VTTI’s Smart Road: Driving Toward Zero

Chairman Hersman with VTTI Director Tom Dingus
Chairman Hersman with VTTI Director Tom Dingus

By Debbie Hersman

In the ambitious but achievable quest for zero deaths on our highways, strong laws, strong enforcement and smarter personal choices will all play a role. So will advances in safety technology – and that does not just mean vehicles. During a recent trip to speak at the 25th anniversary of the Virginia Tech Transportation Institute (VTTI), Director Tom Dingus took me on a tour of the Smart Road, a 2.2-mile technological marvel tucked into the green hills of Southwestern Virginia.

The Smart Road is a closed research test track built to highway specifications, owned by the Virginia Department of Transportation (VDOT) and managed by VTTI. Behind the scenes, it has quietly added an arrow to the quiver of every crusader for highway safety.

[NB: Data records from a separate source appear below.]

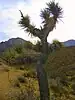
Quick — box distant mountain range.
[0,38,75,52]
[63,39,75,47]
[0,37,26,52]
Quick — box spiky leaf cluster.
[47,1,63,20]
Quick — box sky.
[0,0,75,43]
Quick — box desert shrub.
[23,70,37,78]
[19,66,25,70]
[1,42,38,65]
[13,80,20,88]
[14,44,23,54]
[14,55,37,65]
[0,62,2,65]
[8,75,39,100]
[2,48,17,64]
[8,88,39,100]
[17,76,26,83]
[71,83,75,91]
[3,67,10,72]
[49,39,64,52]
[24,41,33,49]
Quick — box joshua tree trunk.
[36,37,50,100]
[36,54,50,100]
[41,38,48,55]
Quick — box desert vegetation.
[0,45,75,100]
[0,0,75,100]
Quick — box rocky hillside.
[0,37,75,53]
[0,37,27,52]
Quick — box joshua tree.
[19,1,63,100]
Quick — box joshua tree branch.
[43,17,55,40]
[19,10,43,39]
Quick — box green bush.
[24,41,33,49]
[71,83,75,91]
[2,48,17,63]
[14,44,23,54]
[3,67,9,72]
[49,39,64,52]
[23,70,37,78]
[19,66,25,70]
[13,80,20,88]
[17,76,26,83]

Since the Smart Road was opened in 2000, it has been used for more than 17,500 research hours. Its 75 weather towers are capable of simulating conditions ranging from torrential downpours to fine drizzle, snowfall at the rate of four inches per hour (conditions permitting), and fog. Its lighting towers with variable pole spacing are designed to replicate 95 percent of national highway systems. Fourteen different asphalt mixtures make up its surface. Sensors throughout the road collect data (e.g., moisture, temperature, strain, vibration, weigh-in-motion), and seven roadside equipment units facilitate connected-vehicle communication, as surveillance cameras convey video in real time to a control center. Its 175-foot-high Smart Road Bridge is the tallest in the state. And the entire road is connected by a high-bandwidth fiber-optic network.

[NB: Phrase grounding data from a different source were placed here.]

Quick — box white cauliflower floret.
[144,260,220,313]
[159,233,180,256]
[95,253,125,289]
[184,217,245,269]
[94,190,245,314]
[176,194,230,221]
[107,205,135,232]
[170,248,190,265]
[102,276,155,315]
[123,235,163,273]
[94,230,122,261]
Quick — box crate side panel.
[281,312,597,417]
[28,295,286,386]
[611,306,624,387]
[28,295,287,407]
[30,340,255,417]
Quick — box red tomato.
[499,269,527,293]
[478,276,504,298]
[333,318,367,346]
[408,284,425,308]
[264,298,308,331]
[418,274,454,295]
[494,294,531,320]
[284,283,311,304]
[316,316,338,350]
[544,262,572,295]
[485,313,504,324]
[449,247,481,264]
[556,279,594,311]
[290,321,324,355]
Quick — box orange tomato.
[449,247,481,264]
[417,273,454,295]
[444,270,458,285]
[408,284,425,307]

Simulated weather conditions at the VTTI. Photo by Rick Griffiths
Simulated weather conditions at the VTTI. Photo by Rick Griffiths

All of that makes the Smart Road the perfect place to test new safety approaches, whether they apply to the surfaces of our highways, the way they’re lit, or safety features built into vehicles. Active safety systems now in commercial use first saw testing on the Smart Road and other VTTI test beds, including such collision avoidance systems as backup warnings, blind spot warnings, assisted braking and forward collision warnings. As Tom put it,

“We test them on the Smart Road to determine their safety benefits, whether there were unintended consequences, and how drivers really use a system compared to how engineers thought it would be used.”

Today, researchers are testing connected-vehicle technology on the Smart Road prior to deployment in the real world to assess the potential for safety benefits while minimizing driving distraction and information overload. VTTI is also testing automated vehicle technologies and user acceptance. Industry leaders such as Google and GM use the Smart Road to address automated vehicle topics. Law enforcement personnel use the road for emergency maneuver and crash reconstruction classes.

Technology as simple as the seat belt, coupled with strong laws and enforcement, helped to bring yearly highway fatalities down from more than 47,000 in 1965 – the year of the first national seat-belt standard – to fewer than 34,000 in 2012. Taking into account the number of miles Americans drive, the chance of a fatality has fallen nearly fivefold.

The more lessons come from state-of-the-art facilities like the Smart Road, the fewer we have to learn the hard way – from actual highway crashes. VTTI’s Smart Road is helping with research and development of the technologies, materials, and rules of the road that, together with changes in driver behavior, can make highway fatalities a thing of the past.